Hal tersebut dimulai dengan proses akuisisi Accha. Co-Founder dan CEO Hangry, Abraham Viktor mengatakan, akuisisi dimulai ketika Hangry melihat kemajuan yang pesat dalam pertumbuhan Accha. Setelah beberapa kali melakukan pembicaraan, Hangry dan Accha menemukan kesamaan di mana keduanya punya visi, misi, dan filosofi yang sama dalam membangun brand. “Kesamaan ini membuat kami percaya bahwa kami dapat tumbuh lebih cepat dan lebih efisien saat kami bergabung ke dalam satu perusahaan,” kata Abraham.

Berdiri pada tahun yang sama dengan Hangry, Accha menjadi pelopor Indian Soul Food di Jakarta. Accha menawarkan menu-menu Indian Soul Food dengan sentuhan cita rasa lokal terdepan dan harga terjangkau. Accha juga memastikan bahwa ciri khas dan kualitas makanannya tetap tidak terganggu.

Co-Founder Accha, Yohan Andrean Suryadinata mengatakan, makanan khas India yang kaya akan rempah sangat diminati oleh pelanggan dan masyarakat Indonesia. Cita rasa makanan India hampir mirip dengan makanan khas Padang, namun kehadirannya belum dapat dinikmati secara luas, baik dari segi wilayah maupun usia.

“Jika diperhatikan, makanan khas Padang memiliki kemiripan dengan beberapa makanan khas India, misalnya kari. Tetapi, fakta bahwa makanan India belum dinikmati secara luas seperti makanan Padang walaupun memiliki kemiripan, menjadi sesuatu yang mengejutkan untuk kami,” kata Yohan.

Accha juga dibangun dengan model bisnis yang mirip dengan Hangry, di mana Accha berfokus pada layanan pesan antar. Sejak 2019 sampai dengan tahun 2021, Accha telah berhasil menjual lebih dari satu juta porsi produk. “Kami percaya bahwa makanan India tidak harus mahal karena itu adalah makanan bagi setiap orang,” Yohan menambahkan.

Keberhasilan Accha tidak terlepas dari upaya dalam mengedukasi pasar Indonesia bahwa makanan India dapat dikonsumsi setiap hari, seperti makanan Jepang, Cina atau Thailand melalui penyesuaian resep dengan selera orang Indonesia.

Abraham memuji keberhasilan Accha hingga menjadi pemimpin pasar makanan India, tidak hanya didasari oleh pertumbuhan yang luar biasa. Respon yang baik dari pelanggan menjadi salah satu kunci bagi perusahaan tumbuh dan berkembang dalam ekosistem bisnis F&B.

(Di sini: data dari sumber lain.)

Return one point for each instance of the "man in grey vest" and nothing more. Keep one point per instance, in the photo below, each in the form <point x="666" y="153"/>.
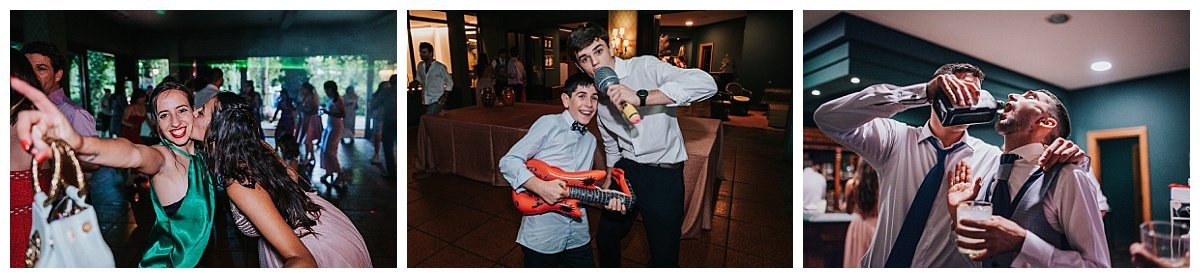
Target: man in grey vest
<point x="913" y="163"/>
<point x="1041" y="217"/>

“Sebuah brand F&B harus memiliki karakter dan kemampuan untuk memberikan apa yang dibutuhkan pelanggan, seperti halnya Accha. Kami percaya dengan proses akuisisi Accha yang sedang terjadi, hal ini akan mempercepat pencapaian tujuan bersama yaitu untuk membangun brand kami agar dapat hadir di seluruh dunia,” ujar Abraham.

Hangry dan Accha membuktikan bahwa model bisnis yang keduanya adopsi, dapat bertahan dari krisis pandemi. Hangry dan Accha percaya menggabungkan kekuatan dari kedua brand akan bermanfaat untuk mempercepat pencapaian visi bersama, yaitu menjadi brand makanan global. Keduanya juga memiliki pola pikir, nilai bisnis, dan momen serta rencana bisnis yang sama. “Kami melihat Hangry sudah siap meraih tujuannya, cocok dengan apa yang kami sajikan, dan memiliki pendiri yang baik dan termotivasi,” pungkas Yohan.